Tytuł oryginału: Anathema
Cykl: : The Eating Woods [1]
Autor: Keri Lake
Wydawnictwo: Hype
Ilość stron: 652
Gatunek: fantastyka, fantasy, dark fantasy
Tylko wygnani wiedzą, co czai się poza lasem… Szepczą, co czai się w Dzwonie Wiedźmy – lesie, do którego grzesznicy idą, by umrzeć. Mieszkańcy miasteczka nazywają go Żarłocznym Lasem, bo to, co zostaje zabrane, nigdy nie wraca. Tylko ci, którzy postradali zmysły, odważyliby się tam zbliżyć. Albo wygnani. Maevyth Bronwick wie, żeby nie zapuszczać się w mgliste labirynty drzew, ale tragiczny obrót wydarzeń zmusza ją do przekroczenia bramy z kości, której nie przekroczył jeszcze żaden śmiertelnik.

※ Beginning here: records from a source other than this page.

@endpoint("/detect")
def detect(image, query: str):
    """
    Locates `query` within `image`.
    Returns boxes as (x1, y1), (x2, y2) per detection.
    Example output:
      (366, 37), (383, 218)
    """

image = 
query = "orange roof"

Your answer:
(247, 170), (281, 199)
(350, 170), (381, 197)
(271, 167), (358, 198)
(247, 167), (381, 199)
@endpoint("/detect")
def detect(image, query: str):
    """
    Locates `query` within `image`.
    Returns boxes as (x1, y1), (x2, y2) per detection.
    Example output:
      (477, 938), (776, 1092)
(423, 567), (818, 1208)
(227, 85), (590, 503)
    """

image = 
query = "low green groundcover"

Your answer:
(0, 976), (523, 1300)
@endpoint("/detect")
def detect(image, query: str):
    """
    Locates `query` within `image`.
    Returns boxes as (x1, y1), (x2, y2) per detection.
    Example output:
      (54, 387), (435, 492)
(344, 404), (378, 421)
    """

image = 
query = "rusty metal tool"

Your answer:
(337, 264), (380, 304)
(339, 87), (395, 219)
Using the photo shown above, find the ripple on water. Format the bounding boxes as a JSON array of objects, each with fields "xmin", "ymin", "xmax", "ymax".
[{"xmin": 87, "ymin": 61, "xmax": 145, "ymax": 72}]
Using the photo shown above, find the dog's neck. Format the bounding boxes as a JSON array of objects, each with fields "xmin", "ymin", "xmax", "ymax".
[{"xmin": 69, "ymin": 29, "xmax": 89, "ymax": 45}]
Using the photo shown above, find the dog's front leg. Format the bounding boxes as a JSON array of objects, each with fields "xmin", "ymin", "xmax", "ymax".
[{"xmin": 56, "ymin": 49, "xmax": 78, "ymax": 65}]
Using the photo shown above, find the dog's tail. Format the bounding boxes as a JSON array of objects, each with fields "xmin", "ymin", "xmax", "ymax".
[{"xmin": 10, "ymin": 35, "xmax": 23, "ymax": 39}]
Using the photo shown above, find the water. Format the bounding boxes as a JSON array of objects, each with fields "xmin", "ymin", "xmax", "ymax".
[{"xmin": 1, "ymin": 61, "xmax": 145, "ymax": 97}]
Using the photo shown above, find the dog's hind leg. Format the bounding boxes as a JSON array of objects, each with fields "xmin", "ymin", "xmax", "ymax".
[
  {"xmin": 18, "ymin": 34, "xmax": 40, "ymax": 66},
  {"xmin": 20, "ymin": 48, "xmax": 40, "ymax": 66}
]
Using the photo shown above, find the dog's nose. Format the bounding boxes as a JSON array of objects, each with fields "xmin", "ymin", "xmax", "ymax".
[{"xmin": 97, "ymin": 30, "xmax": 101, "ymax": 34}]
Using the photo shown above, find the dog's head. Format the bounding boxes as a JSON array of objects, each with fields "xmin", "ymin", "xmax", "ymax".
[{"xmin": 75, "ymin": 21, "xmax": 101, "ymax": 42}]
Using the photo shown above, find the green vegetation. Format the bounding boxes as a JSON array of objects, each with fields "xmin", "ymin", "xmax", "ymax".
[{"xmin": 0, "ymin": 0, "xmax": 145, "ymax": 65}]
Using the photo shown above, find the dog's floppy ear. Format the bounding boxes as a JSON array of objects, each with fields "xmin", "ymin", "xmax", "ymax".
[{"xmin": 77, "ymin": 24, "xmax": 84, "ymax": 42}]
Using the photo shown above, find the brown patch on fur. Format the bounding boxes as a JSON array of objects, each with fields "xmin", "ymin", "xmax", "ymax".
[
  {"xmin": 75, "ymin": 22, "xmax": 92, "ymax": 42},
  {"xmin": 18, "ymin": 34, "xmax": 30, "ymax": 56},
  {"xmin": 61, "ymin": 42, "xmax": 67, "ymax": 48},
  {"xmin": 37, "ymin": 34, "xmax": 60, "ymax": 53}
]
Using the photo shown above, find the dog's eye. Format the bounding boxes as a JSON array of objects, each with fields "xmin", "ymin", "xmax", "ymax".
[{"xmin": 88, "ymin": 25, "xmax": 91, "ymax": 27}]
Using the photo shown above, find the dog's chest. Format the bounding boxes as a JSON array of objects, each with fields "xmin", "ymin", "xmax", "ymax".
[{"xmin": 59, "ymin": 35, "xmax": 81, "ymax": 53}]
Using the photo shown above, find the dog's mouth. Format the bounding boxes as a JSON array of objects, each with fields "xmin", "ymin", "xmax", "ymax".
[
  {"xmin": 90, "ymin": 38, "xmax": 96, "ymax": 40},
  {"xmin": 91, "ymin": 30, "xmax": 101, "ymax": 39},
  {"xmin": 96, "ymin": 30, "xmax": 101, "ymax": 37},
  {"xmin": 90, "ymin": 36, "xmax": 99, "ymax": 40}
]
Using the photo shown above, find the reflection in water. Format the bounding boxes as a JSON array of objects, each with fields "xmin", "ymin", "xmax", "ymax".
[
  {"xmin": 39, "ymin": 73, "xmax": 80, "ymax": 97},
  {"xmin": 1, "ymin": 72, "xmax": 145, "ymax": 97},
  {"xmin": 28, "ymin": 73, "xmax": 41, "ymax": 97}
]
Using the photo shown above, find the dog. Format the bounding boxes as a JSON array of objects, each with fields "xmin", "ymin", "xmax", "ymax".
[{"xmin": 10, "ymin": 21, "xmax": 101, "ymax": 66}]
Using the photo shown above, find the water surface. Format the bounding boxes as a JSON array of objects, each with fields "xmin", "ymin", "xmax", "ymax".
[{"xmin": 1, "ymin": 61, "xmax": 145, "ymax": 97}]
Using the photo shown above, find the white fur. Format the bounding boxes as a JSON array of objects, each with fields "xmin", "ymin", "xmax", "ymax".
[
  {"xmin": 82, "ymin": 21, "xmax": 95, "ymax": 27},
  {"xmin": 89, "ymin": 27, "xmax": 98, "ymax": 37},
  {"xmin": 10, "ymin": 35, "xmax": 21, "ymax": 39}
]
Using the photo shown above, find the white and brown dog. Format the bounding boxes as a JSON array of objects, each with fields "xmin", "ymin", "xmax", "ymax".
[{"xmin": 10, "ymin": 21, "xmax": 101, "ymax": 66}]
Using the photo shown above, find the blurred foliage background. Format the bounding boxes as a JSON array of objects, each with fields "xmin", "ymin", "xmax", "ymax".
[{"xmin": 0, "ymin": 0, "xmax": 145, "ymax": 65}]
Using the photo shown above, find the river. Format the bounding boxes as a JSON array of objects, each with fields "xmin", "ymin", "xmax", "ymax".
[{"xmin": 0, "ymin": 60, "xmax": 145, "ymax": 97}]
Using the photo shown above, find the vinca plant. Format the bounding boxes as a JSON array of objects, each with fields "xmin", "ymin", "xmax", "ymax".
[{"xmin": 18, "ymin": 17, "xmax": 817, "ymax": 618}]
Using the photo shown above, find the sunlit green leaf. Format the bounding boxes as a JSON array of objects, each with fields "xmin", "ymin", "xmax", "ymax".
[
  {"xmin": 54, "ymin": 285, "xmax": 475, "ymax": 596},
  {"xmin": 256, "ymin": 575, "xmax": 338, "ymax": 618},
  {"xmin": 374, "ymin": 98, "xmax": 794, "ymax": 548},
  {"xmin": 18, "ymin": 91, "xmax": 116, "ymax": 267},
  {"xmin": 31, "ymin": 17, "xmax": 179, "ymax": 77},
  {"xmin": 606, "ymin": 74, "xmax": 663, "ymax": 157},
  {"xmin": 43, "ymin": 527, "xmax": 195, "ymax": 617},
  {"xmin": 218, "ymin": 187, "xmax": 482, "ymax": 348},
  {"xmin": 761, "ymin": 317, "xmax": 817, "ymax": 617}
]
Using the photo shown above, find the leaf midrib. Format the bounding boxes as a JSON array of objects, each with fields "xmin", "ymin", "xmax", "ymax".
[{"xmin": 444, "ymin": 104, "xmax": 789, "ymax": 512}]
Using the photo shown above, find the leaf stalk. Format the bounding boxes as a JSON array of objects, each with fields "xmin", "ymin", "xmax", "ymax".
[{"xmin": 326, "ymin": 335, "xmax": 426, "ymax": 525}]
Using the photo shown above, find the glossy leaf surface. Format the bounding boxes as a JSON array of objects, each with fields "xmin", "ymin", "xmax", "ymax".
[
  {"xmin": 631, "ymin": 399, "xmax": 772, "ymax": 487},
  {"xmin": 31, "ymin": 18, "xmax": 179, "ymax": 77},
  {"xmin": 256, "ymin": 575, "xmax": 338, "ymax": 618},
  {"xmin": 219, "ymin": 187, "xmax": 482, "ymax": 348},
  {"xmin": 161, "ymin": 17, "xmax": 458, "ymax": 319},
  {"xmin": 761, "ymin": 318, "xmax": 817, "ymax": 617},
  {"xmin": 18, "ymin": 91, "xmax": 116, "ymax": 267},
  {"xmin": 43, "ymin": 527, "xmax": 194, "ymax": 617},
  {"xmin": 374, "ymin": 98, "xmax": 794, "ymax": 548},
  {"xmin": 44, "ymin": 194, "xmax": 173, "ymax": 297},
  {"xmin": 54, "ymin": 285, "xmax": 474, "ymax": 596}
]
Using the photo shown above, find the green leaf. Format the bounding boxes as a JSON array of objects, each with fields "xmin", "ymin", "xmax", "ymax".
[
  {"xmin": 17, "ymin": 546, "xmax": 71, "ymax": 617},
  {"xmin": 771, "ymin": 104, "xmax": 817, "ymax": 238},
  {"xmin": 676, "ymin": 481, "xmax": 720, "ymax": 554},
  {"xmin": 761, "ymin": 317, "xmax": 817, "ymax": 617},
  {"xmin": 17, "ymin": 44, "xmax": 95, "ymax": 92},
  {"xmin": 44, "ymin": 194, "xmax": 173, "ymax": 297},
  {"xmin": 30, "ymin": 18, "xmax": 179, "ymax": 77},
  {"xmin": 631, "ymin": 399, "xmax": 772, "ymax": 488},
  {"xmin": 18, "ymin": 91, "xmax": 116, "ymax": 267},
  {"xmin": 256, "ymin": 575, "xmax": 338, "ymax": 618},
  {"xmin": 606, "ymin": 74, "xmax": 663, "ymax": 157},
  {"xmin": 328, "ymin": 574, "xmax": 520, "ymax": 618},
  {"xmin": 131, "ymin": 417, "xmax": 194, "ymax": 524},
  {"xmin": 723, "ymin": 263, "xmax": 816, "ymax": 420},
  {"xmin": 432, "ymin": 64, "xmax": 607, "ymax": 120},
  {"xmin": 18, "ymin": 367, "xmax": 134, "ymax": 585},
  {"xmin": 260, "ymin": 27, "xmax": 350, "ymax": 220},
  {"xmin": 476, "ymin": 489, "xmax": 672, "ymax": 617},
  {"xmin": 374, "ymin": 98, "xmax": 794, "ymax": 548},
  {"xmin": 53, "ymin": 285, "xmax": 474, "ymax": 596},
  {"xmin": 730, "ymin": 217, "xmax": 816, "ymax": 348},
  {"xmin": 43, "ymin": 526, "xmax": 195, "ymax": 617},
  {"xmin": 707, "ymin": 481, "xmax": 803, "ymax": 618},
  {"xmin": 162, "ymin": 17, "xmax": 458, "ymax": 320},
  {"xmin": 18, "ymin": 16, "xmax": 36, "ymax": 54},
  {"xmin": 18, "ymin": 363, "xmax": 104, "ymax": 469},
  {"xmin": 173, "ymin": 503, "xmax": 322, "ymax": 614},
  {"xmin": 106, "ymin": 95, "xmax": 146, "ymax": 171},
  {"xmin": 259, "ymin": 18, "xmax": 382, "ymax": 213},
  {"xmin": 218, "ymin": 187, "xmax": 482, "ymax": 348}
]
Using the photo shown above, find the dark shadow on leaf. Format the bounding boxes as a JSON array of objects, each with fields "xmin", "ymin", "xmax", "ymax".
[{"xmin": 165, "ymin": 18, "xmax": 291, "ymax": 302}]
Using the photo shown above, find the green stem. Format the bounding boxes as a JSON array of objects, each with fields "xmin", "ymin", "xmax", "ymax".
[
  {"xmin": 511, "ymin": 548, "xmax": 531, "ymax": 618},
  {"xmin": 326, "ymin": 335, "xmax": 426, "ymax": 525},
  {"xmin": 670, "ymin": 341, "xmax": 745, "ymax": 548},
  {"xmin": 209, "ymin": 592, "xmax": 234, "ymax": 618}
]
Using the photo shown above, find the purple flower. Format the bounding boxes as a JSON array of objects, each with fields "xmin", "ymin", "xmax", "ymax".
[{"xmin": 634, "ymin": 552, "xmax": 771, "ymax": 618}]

Granicy, za którą znajduje się mroczny, fantastyczny świat, równie niebezpieczny, co uwodzicielski. To tam mieszka on – przeklęty pan Eidolonu. I to jemu powierzono ukrycie jej przed bractwem magów, które pragnie ją zgładzić w imię pradawnego proroctwa. Zevander Rydainn – najzimniejszy i najbardziej wyrachowany zabójca w całej Aethyrii – prędzej rzuciłby swoją zadziorną podopieczną watasze krwiożerczych ogniodraków, niż próbował ją chronić. Gdyby tylko mógł. Krew Maevyth stanowi klucz do złamania dręczącej go klątwy i unicestwienia zła uśpionego w Dzwonie Wiedźmy. Na nieszczęście lorda Rydainna los ma wobec tej kuszącej śmiertelniczki inne plany. A jego rosnąca obsesja na jej punkcie grozi zniszczeniem wszystkiego. Włącznie z nim samym. [opis wydawcy]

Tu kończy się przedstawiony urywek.